第16話 粉になっても

 寝室の戸が閉まると、真広は少し落ち着いた様子だったが、嗚咽が聞こえてくるので泣き止んではいないらしい。しかも、私に対してずっと謝罪してくる。その内容は親子間の諍いを見せてしまった事について。まぁ揉めているのを知らなければ――私はちょっと悩みつつも、真広に必要とされてるなんて思い直していただろうから正解だ。私は真広を慰めたかったが、ずっと掴まれたままで姿すら見てやれない。「私はやっぱり役立たずだなぁ」と感じたけれど、後追いという言葉はクソかという程この世に魂を定着させる。


 真広の謝罪は夜が明け、出勤しなくてはいけない時間まで続いたようだ。真広は携帯のアラームと共に立ち上がり、どこかへ移動。その途端にパッと視界が開けた。調理器具を持っている母親が居たので、ここはきっと台所だ。真広は母親に挨拶もせず、私をくるくるとラップで巻いた。丁寧な事に爪楊枝で空気穴も作っている。おかげで音が聞けそうだ。それから真広は着替えを済ませ、胸ポケットからちょこっと私を覗かせて自分のクリニックへ。ただし玄関からではなく裏口から入る。挨拶しながらすれ違う勤務中のスタッフは、有能そうな人が多い。

 真広は白衣を身に纏うと、その胸ポケットに私を入れ直した。白衣のポケットは深めなのか、スポンと底まで落っこちる。何も見えなくなったけれど、かろうじて音だけは聴けた。

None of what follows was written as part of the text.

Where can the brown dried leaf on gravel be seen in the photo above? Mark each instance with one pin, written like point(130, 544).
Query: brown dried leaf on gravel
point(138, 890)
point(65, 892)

「ちょっと窮屈かなぁ……許してくださいね、もう手離せないので」

 そこからギシッと椅子に座ったり、カタカタとキーボードを叩く音が聞こえてくる。あとは真広の「愛華さんに聞かれてると思えば緊張しますけど、頑張りますね」という声。

 そのあとすぐに、真広の診療が始まった。

 一番手はお爺さん。何を言ってるのか判別不明だが、真広は聞き取っている。真広が話し掛ける内容は「最近どうですか」「寝られてますか」「食欲はありますか」など普通な感じ。他に雑談もするが、お爺さんが去った後「病識まだまだかなぁ」とか言いつつキーボードを鳴らしているので、全くの無駄話とは違うようだ。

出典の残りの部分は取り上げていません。